Film exhibitors and cinema owners have reacted strongly against this decision, saying that this verdict is not justified and will result in heavy losses as people have only returned to cinemas because of quality movies which are currently being screened.
Cinema owners and film exhibitors believe that Indian movies are mainly responsible for luring Pakistanis into cinemas. They added that audiences are interested in quality movies and if Pakistani producers would make good films then people would automatically go to watch them.
Pakistan Film Exhibitors Association Chairman Zoraiz Lashari told The Express Tribune that if the government took this step it would play havoc with an already damaged cinema industry.
Lashari said, “There are 110 cinemas in Pakistan and a Pakistani movie is released with 12 to 15 prints normally. If 12 to 15 cinemas screen Pakistani movies then what will the other cinemas do for 15 days”.

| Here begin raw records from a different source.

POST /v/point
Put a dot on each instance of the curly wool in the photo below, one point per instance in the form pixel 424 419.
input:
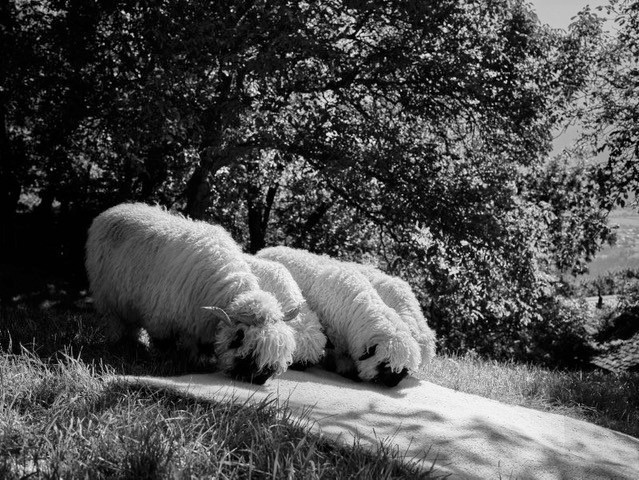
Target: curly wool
pixel 276 279
pixel 398 295
pixel 354 316
pixel 152 269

Lashari said that generally only the first two days after a film has been released is enough to decide whether it will be a flop or a success. He added that cinemas will not be able to keep screening a Pakistani movies for 15 days if it has been unsuccessful in its first two shows.

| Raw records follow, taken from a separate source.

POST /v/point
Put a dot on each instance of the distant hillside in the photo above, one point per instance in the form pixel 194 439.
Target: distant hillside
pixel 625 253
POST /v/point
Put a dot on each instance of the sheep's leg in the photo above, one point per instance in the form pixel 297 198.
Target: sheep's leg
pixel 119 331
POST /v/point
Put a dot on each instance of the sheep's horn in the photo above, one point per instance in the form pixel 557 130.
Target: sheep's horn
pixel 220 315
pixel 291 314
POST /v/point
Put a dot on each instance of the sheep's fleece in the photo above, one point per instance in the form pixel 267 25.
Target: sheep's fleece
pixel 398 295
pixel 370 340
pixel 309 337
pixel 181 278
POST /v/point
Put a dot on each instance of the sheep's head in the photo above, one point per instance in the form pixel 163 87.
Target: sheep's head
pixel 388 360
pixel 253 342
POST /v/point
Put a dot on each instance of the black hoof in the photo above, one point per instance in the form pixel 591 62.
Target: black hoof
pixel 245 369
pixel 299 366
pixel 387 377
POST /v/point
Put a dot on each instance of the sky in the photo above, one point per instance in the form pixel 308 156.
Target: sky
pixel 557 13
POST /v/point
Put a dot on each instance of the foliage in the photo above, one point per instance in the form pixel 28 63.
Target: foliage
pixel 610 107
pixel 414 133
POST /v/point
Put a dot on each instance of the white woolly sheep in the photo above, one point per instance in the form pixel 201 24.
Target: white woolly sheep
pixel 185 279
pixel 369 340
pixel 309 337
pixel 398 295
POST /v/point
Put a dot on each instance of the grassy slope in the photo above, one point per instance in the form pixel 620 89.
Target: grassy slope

“Only one in 50 Pakistani movies does great business. If the majority of the Pakistani movies aren’t providing enough business then what will the cinemas show? People will not come to cinemas at all if we keep screening a flop movie for 15 consecutive days,” he asserted.
Lashari said that a good Indian movie earns Rs6 million to Rs7 million on average in two weeks and an average cinema needs to screen a minium of 25 to 30 movies annually.

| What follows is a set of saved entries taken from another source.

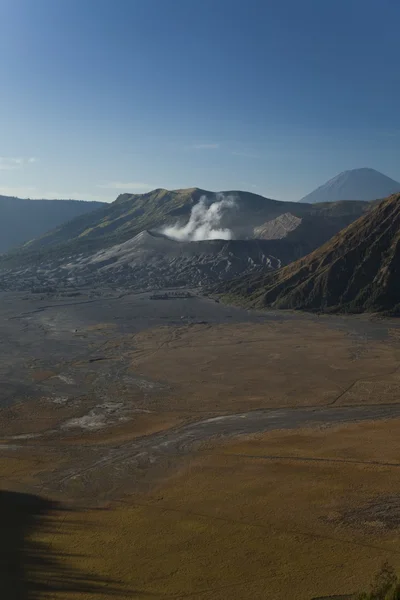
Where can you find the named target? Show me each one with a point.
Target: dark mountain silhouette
(112, 246)
(131, 214)
(22, 220)
(357, 184)
(357, 270)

“Pakistani producers make just five to eight movies in a year. It is impossible to run cinemas on such few films. If 70 to 80 movies are made every year in Pakistan then this policy can work but in the current conditions it will be a lethal policy for cinemas,” he said.
Film exhibitor Jehanzeb Beg said, “If such a policy is adopted it would be disastrous. We should improve our own product instead of banning others. People do not care if they are watching an Indian or a Pakistani movie, they just want to see a good movie. In the name of reviving the Pakistani film industry, the government should not try to snatch entertainment opportunities from the people,” he said.
Nadeem H Mandviwalla, the owner of DHA cinema, said that the government had nothing to do with the business of cinemas. “The government should not get involved in such things, the government does not know about the business and cannot tell us how to run the business. What would we screen if only one Pakistani movie is screened on Eid and is a failure after two shows.”
Nadeem Beg, the cinema’s general manager, said that business was already down and such policies should be avoided.
He said, “We have spent Rs160 million to make cinemas and we welcome Pakistani movies but reserving cinemas for 15 days just for one Pakistani movie is not justified.”
Pakistan Cinema Man-agement Association Chairman Qaiser Sanaullah Khan said that banning Indian movies for 15 days was not a long term solution.
Published in the Express Tribune, June 4th, 2010.